Because of that, said O’Toole, winter could come and leave early, possibly squeezed between Thanksgiving and Groundhog Day. He said the area could see snow as early as Thanksgiving.
After the colder and wetter autumn, O’Toole said, “Don’t be surprised if we get a traditional winter” complete with lengthy cold spells and plenty of snow. He expects the state to get about 10 inches more snow than normal this winter.
While O’Lenic relies on climate and computer records for his predictions and O’Toole consults the more traditional charts and sunspots, both men agree that there could be increased storm activity at the start of October.
O’Lenic said it would be the last, and late, gasp of a hurricane and tropical storm season that usually winds down in the last weeks of September.
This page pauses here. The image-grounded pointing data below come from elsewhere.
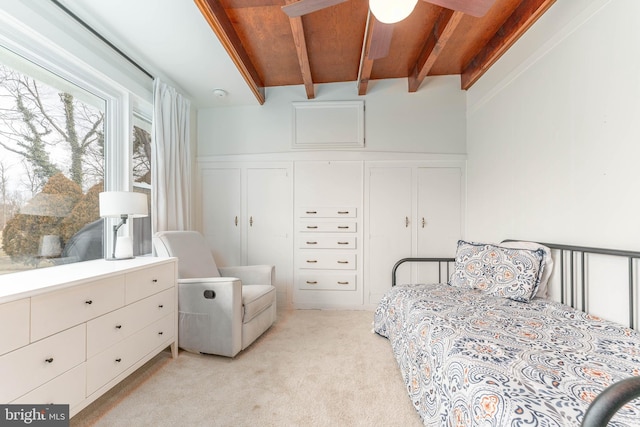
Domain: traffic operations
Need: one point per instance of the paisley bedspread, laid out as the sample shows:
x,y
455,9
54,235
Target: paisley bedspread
x,y
471,359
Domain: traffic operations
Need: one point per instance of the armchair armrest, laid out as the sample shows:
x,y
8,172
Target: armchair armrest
x,y
251,274
210,315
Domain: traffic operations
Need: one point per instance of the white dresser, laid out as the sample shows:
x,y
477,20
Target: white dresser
x,y
70,333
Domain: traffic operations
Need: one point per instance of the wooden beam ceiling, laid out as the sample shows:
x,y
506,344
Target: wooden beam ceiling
x,y
217,18
527,12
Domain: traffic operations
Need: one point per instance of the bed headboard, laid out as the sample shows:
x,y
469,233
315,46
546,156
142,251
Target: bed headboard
x,y
599,281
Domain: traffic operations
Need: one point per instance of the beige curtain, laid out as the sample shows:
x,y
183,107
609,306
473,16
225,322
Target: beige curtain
x,y
171,165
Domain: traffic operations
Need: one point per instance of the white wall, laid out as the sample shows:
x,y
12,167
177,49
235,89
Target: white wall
x,y
554,131
428,121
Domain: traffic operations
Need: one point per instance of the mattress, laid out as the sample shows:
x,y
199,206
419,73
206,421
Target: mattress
x,y
471,359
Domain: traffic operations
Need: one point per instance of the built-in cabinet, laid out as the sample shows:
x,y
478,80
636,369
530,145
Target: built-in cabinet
x,y
333,228
413,210
79,329
247,216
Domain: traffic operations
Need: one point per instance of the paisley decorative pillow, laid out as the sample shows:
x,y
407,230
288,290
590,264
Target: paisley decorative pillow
x,y
504,272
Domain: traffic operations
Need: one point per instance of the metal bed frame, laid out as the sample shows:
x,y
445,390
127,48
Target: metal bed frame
x,y
573,292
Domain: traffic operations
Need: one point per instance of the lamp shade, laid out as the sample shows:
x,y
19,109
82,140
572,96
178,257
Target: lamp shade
x,y
391,11
118,203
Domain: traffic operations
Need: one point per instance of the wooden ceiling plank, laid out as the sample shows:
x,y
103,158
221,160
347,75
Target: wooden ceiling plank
x,y
217,18
366,62
527,12
303,56
298,8
443,29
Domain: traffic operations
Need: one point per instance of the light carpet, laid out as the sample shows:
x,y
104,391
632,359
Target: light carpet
x,y
311,368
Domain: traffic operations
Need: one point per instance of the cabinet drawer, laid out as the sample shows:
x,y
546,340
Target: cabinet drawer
x,y
113,327
60,310
328,227
339,282
142,283
337,212
327,261
68,388
16,314
29,367
327,242
112,362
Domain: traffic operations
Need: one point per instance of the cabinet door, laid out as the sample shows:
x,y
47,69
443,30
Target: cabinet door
x,y
439,220
269,222
389,227
221,213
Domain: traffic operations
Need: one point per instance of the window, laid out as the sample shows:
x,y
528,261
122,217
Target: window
x,y
52,168
142,181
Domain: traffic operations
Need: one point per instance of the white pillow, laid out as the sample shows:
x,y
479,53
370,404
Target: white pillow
x,y
548,263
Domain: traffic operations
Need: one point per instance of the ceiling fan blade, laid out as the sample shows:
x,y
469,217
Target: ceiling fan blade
x,y
477,8
380,39
303,7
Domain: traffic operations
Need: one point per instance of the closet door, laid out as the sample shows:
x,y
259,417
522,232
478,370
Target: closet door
x,y
439,216
390,226
269,223
222,213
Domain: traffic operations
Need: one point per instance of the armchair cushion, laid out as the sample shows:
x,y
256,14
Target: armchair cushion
x,y
256,299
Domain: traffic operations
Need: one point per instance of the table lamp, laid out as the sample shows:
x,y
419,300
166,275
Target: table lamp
x,y
122,204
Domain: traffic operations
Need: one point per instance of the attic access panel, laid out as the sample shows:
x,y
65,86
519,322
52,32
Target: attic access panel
x,y
328,124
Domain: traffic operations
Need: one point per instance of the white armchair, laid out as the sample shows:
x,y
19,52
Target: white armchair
x,y
217,315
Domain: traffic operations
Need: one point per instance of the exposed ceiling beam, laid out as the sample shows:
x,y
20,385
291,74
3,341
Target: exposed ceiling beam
x,y
442,31
377,39
527,12
217,18
303,56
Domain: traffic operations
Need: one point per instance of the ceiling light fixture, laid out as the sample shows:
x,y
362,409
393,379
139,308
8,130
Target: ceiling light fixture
x,y
391,11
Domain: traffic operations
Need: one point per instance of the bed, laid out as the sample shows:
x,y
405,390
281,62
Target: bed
x,y
481,351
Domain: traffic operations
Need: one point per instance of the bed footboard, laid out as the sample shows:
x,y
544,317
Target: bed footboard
x,y
440,261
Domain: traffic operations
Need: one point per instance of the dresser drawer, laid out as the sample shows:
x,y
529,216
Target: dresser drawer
x,y
336,212
112,362
113,327
68,388
60,310
142,283
328,227
327,261
327,242
27,368
16,314
333,282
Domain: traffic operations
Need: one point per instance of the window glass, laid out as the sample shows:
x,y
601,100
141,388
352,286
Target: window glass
x,y
51,168
142,181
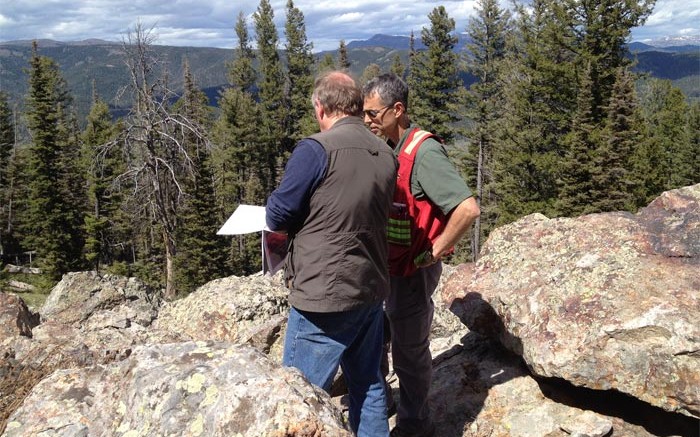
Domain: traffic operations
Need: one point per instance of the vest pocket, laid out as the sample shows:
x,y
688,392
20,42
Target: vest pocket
x,y
399,225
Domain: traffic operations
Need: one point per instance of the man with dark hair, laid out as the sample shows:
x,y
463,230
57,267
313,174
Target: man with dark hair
x,y
432,209
334,202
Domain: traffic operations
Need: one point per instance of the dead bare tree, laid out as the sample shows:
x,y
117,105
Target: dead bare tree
x,y
157,144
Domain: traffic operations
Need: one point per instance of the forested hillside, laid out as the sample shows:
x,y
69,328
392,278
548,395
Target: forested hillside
x,y
554,119
99,65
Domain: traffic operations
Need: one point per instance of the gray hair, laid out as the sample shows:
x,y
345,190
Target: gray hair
x,y
389,87
338,93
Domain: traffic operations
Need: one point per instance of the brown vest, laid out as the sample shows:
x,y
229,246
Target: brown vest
x,y
338,260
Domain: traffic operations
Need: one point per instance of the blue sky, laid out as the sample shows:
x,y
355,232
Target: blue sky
x,y
210,23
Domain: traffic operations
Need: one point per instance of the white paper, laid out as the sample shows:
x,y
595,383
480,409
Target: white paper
x,y
274,251
244,220
247,219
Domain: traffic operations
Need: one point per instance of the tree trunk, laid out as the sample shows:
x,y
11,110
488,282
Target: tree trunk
x,y
169,267
476,239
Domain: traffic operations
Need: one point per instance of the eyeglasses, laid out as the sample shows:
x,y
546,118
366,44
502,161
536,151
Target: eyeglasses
x,y
374,113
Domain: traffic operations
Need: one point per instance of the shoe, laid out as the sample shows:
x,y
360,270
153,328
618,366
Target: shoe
x,y
391,409
398,432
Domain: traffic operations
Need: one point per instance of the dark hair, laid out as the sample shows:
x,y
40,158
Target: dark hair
x,y
337,92
389,87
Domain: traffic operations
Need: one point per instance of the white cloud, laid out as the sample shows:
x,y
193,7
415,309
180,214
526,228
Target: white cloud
x,y
211,22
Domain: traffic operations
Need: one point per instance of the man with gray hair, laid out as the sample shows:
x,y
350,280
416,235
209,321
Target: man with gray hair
x,y
334,202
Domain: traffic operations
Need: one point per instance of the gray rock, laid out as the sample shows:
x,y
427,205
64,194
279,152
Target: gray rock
x,y
79,295
194,388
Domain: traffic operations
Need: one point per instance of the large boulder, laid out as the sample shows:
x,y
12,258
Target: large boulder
x,y
605,301
193,388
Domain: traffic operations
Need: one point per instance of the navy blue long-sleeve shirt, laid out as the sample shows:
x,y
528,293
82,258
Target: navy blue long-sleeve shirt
x,y
288,205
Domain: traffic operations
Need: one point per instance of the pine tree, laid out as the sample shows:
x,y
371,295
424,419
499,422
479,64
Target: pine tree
x,y
613,183
201,253
343,58
669,145
371,71
433,80
397,66
487,32
7,144
600,31
49,219
300,61
327,63
101,169
239,159
693,129
539,88
272,96
578,167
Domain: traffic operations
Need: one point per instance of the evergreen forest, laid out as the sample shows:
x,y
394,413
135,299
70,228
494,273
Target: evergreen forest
x,y
556,122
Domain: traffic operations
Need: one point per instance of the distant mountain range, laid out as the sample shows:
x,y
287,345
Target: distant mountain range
x,y
84,63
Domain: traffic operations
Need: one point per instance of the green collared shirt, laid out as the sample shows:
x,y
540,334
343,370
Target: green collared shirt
x,y
434,175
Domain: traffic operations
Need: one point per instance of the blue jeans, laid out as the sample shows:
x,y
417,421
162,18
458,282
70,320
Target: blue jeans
x,y
317,343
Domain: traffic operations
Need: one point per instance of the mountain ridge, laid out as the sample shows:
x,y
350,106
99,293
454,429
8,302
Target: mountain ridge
x,y
99,61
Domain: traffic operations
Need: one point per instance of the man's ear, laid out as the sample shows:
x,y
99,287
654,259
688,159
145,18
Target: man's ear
x,y
399,109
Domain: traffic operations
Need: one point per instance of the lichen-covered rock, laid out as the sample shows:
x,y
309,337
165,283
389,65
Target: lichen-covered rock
x,y
250,309
605,301
193,388
15,317
79,295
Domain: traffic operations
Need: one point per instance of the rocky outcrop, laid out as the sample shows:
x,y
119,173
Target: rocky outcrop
x,y
564,327
249,309
15,317
194,389
605,301
121,300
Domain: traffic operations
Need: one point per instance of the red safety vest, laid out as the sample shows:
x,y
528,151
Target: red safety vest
x,y
414,224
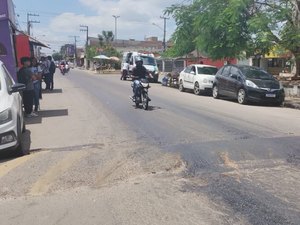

O’Toole predicted stormy weather for October because that’s what the records point to. But he went one step further, warning of possible tornadoes on Oct. 8, 9 and 10.
The two also agree that El Nino and its counterpart, La Nina, are gone for a while, although O’Toole does not put as much stock in the effects of those weather patterns as government forecasters do.
El Nino occurs when surface temperatures of the Pacific Ocean are warmer than usual, causing atmospheric changes that lead to predictable weather patterns around the globe.
In the United States, that typically means mild winters over the northern United States and wetter winters in the Southern states. La Nina is the reverse: Cooler temperatures in the equatorial Pacific that cause dry and warm Southern winters.